Her 16-year-old son got extremely sick, but wasn’t able to get tested for COVID-19.
“So I treated it as though it was COVID. I had to you know mask and glove and deliver things to his bathroom and I completely isolated from him," said Paris. "And it was during that time that I realized this is insane that I can't get a sick person in my family tested.”
That’s when she took matters into her own hands.
“I am happiest when I have control. So the not being able to get my son tested and not being able to keep my staff safe was a terrific lack of control," said Paris. "So I started researching what we could do and how we could test, so we became a CLIA-certified lab, or a moderate complexity lab."
She named the business "Austin COVID Labs."
“What I think is imperative is that we have reliable, repeatable, and free testing for everyone. So we are part of the federal reimbursement program, so we can test the uninsured. We can pretty much test anyone," said Paris.
She began testing outside her clinic in April, but at the start of September she got a letter from her landlord saying that by testing outside and having unapproved signs she was in violation of her lease.
“I got a default letter that said if I didn't cure the defaults, that they would lock me out of the space, seize my assets, and I would still be liable for the remaining eight years on the lease," said Paris.
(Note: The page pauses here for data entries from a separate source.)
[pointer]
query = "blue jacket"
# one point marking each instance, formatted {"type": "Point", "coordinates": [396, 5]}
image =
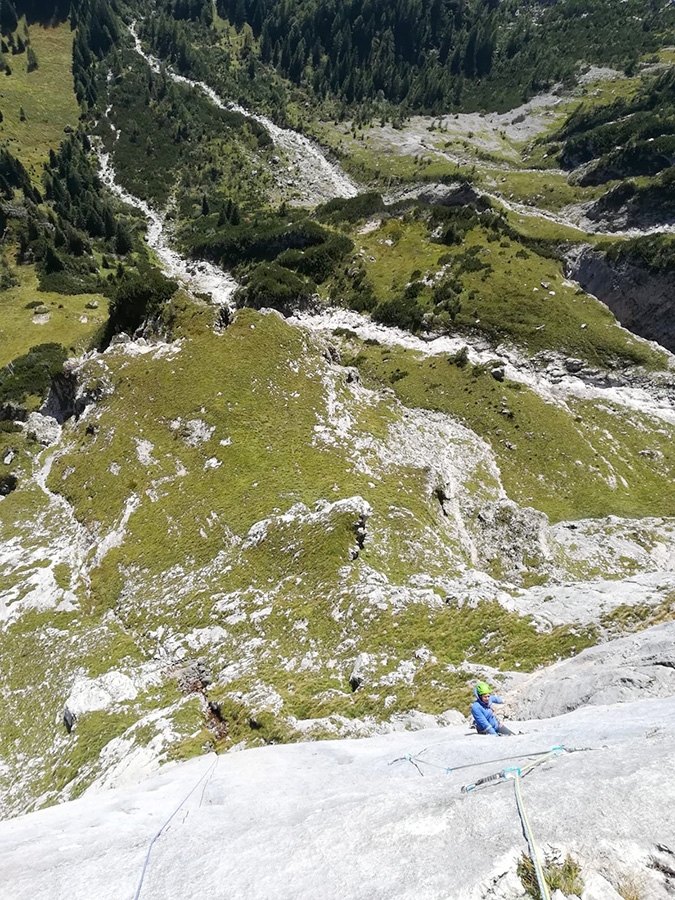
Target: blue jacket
{"type": "Point", "coordinates": [485, 719]}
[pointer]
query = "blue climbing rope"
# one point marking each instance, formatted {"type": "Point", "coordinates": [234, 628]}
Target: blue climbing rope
{"type": "Point", "coordinates": [176, 810]}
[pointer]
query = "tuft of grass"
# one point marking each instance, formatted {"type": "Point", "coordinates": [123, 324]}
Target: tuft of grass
{"type": "Point", "coordinates": [564, 876]}
{"type": "Point", "coordinates": [625, 619]}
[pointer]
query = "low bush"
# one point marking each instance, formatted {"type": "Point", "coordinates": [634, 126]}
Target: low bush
{"type": "Point", "coordinates": [32, 373]}
{"type": "Point", "coordinates": [271, 285]}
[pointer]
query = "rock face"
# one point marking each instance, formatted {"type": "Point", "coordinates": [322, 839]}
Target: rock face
{"type": "Point", "coordinates": [642, 301]}
{"type": "Point", "coordinates": [641, 665]}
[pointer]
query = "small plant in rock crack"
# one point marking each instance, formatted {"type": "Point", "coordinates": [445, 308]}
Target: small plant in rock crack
{"type": "Point", "coordinates": [564, 876]}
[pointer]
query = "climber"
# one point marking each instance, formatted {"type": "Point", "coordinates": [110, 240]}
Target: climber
{"type": "Point", "coordinates": [483, 715]}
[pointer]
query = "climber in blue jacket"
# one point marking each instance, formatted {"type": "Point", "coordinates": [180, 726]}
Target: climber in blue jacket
{"type": "Point", "coordinates": [481, 710]}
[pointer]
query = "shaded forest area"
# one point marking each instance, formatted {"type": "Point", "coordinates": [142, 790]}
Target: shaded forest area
{"type": "Point", "coordinates": [445, 54]}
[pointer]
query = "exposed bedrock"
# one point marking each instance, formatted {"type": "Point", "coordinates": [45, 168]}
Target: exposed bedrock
{"type": "Point", "coordinates": [630, 668]}
{"type": "Point", "coordinates": [643, 301]}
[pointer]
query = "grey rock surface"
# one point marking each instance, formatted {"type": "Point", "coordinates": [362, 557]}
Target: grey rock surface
{"type": "Point", "coordinates": [641, 300]}
{"type": "Point", "coordinates": [638, 666]}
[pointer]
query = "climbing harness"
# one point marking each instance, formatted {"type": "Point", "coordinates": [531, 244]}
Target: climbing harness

She had no choice but to move testing inside, where her staff is taking extra precautions, but she still worries about the added risk.
“We have to space people out and sanitize the room, you know, thoroughly between each person. And I don't feel it's as safe.”
Overture Mueller released a statement to Spectrum News, saying, "We have no issue with the business operating inside their retail space. The lease prohibits business operations within the shared common spaces such as the parking lot, sidewalks and other outdoor spaces. We support any effort to stop the spread of COVID-19 and ask only that it be done in a manner that respects social distancing, the safety of the residents who reside in the community, and the terms of the lease. Community policy asks that business operations refrain from operating in shared common spaces such as the parking lot, sidewalks and other outdoor spaces.”
Paris’ lease does say that the common area is only to be used for serving food and beverages, but Paris says the pandemic poses extenuating circumstances.
“I want to stay at Overture, I don't want to leave, I just would like permission to resume testing outside for the duration of this pandemic. Outside is so much better than testing inside for several reasons. One, the last thing we want to do is expose any of our current patients coming in for chiropractic or RejuvaWell to potentially positive cases. Two, the CDC as well as pretty much everybody else says that outside is the safest place to be.”
Ultimately, Paris hopes she and her landlord can reach a compromise. But for the time being, she and Overture Mueller are at a standstill.
“I don't understand. I'm really baffled and I don't understand the hard line during a pandemic on a community service," said Paris.